2a9c932b     

Кононенко Максим - Буква 'ю' Как 'последняя Вспышка Русского Национального Сознания', Или Что Хотел Сказать Веничка



Максим Кононенко
Буква "Ю" как "последняя вспышка русского национального сознания"
или Что хотел сказать Веничка
"Принеси запястья, ожерелья,
Шелк и бархат, жемчуг и алмазы
Я хочу одеться королевой,
Потому что мой король вернулся!"
В. Ер. "Москва - Петушки"
В первый раз я прочитал "Москва-Петушки" в 1988 году. Трудно описать
те чувства, которые посетили меня после прочтения поэмы. Полный восторг?
Наверное. А какие еще чувства могли возникнуть у восемнадцатилетнего
человека в период всенародного употребления портвейна? Потом были еще
прочтения - и каждый раз разные ощущения. То ощущение полного понимания
всего написанного, то ощущение абсолютной бесполезности жизни, то ощущение
какой-то неправдоподобной эрудированности автора, то ощущение его
невероятного таланта смешить. Но всегда было принятие некоей мистики
происходящего в поэме, казалось, что именно так все и должно быть.
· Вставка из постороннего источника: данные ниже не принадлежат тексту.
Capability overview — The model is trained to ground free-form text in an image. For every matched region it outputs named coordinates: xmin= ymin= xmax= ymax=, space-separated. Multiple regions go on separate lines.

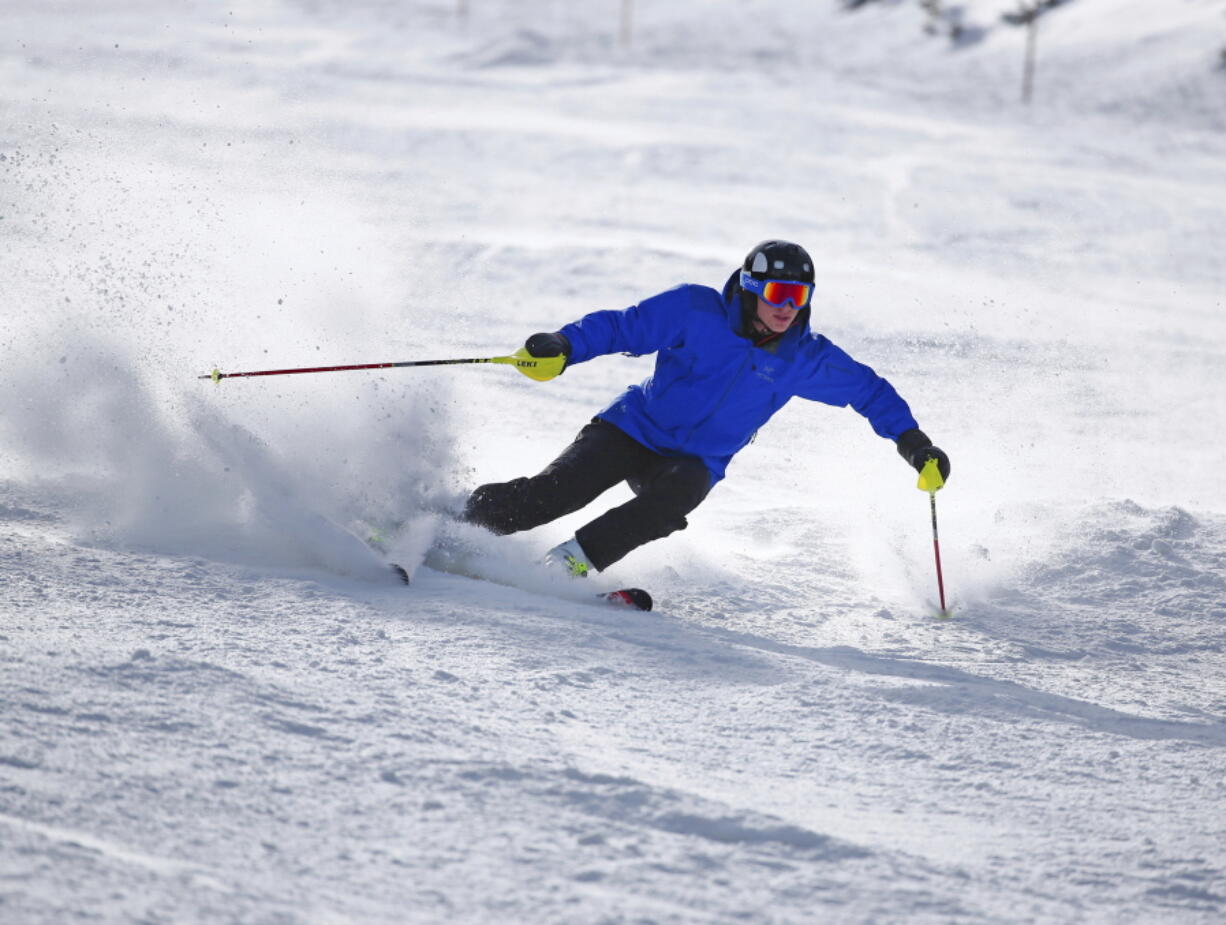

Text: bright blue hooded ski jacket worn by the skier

Так случилось, что мне пришлось родиться на родине Венички, в
Хибинах. Тот дом, где семья Ерофеевых жила до войны не сохранился [А
говорят, что там не бомбили. Бомбили, и еще как. Одно из самых ярких
воспоминаний моего детства - находка в диких притундровых лесах возле
Апатитов сбитого английского самолета.], но я
прекрасно знаю место, где он стоял. И я вполне могу предположить, что у
человека, который провел свое детство в такой глуши появилось
неискоренимое желание жить по-другому. Более того, мне кажется, что Хибины
- это особая среда, в которой вырастают особые люди, поэтому я возьму на
себя наглость иначе, нежели принято, взглянуть на личность Венички и на
его "Великую Поэму".
Вообще-то существует два основных мнения о поэме.
Первое: "Москва-Петушки" - это великое произведение. Польский
профессор Стравинский в предисловии к лондонскому изданию "Петушков" (на
польском языке) сказал: "Книга свидетельствует о том, что это - последняя
вспышка русского национального сознания перед тем, как окончательно
погаснуть". Справедливости ради надо сказать, что Ерофеев отнюдь не
гордился таким мнением. Или, например, радиоголос Тель-Авива говорил такую
вещь сразу после того, как поэма попала на запад: "Кто бы ни скрывался под
этим вычурным псевдонимом "Венедикт Ерофеев", ясно одно: писатель -
еврей". Что еще сказать? Да после этого - ничего.
Второе мнение: "Москва-Петушки" - безобразная апология алкоголя,
глупость, недостойная не то что прочтения, но даже и упоминания. Я думаю,
что к столь радикальному неприятию можно отнести и то мнение, что "М.-П."
- это "Лишенная "политического нерва" исповедь российского алкоголика".
Там же мы можем прочесть про "Редкостно высокий уровень авторской,
художественной искренности и правдивости". Все это, очевидно, совсем не
так.
В чем же дело? Что дает повод безусловно уважаемому Михаилу Эпштейну
рассуждать о мифологичности самого персонажа Венички, о странной силе
притяжения его "бессмертной" поэмы? Эпштейн сравнивает Ерофеева с Василием
Блаженным [Сергей Чупринин, предисловие к первому русскому изданию
"Петушков" в журнале "Трезвость и Культура" - 12 за 1988 год],
считает, что главное в поэме - отсутствие какой бы то ни было
энергии, антиэнтропия, неприемлемость подвига в любом его проявлении.
Владимир Муравьев выводит целую теорию "противоиронии" в своем шутливом
предисловии к самостоятельному изданию "М.-П." Ну ладно - Эпштейн, у него
профессия такая, но Муравьев, ближайший друг Вени - зачем он пытается
найти в поэме то, чего там, по-моему разумению, нет?